Clinical features and treatment results are analyzed for 76 patients with Stage I-II follicular lymphoma seen between 1974 and 1981. During this period, 66% of the patients received involved-field radiotherapy (XRT) alone, and 34% received chemotherapy with or without XRT. At 5 years, the overall survival was 67%, the cause-specific survival was 73%, and the relapse-free survival (RFS) was 48%, with no relapses to date among nine patients followed beyond 60 months. Adverse prognostic features for survival included extranodal disease and elevated serum lactate dehydrogenase. For RFS, adverse features included extranodal disease and bulky abdominal disease. The RFS was significantly better for patients receiving chemotherapy with or without XRT than for XRT alone (64% versus 37% at 5 years, P = 0.02), despite a higher frequency of adverse prognostic features in the chemotherapy-treated group. About 50% of Stage I-II follicular lymphoma patients may be curable, and the inclusion of chemotherapy in the initial treatment may increase the potentially curable fraction.

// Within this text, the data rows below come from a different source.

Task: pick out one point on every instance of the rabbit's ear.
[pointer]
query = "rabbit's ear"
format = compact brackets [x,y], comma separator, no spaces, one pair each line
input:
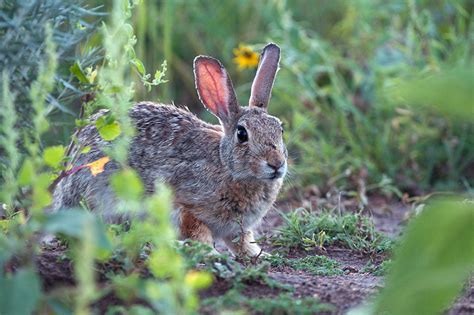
[215,89]
[263,82]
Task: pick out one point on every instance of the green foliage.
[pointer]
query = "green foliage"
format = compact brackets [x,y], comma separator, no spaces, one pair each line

对1974年至1981年间确诊的76例I-II期滤泡性淋巴瘤患者的临床特征和治疗结果进行了分析。在此期间,66%的患者仅接受累及野放疗(XRT),34%的患者接受了化疗,部分患者联合或未联合XRT。5年时,总生存率为67%,病因特异性生存率为73%,无复发生存率(RFS)为48%,9例随访超过60个月的患者至今未复发。生存的不良预后特征包括结外病变和血清乳酸脱氢酶升高。对于RFS,不良特征包括结外病变和腹部大包块病变。接受化疗联合或不联合XRT的患者的RFS明显优于单纯接受XRT的患者(5年时分别为64%和37%,P = 0.02),尽管化疗治疗组不良预后特征的发生率更高。约50%的I-II期滤泡性淋巴瘤患者可能治愈,初始治疗中加入化疗可能会提高潜在可治愈的比例。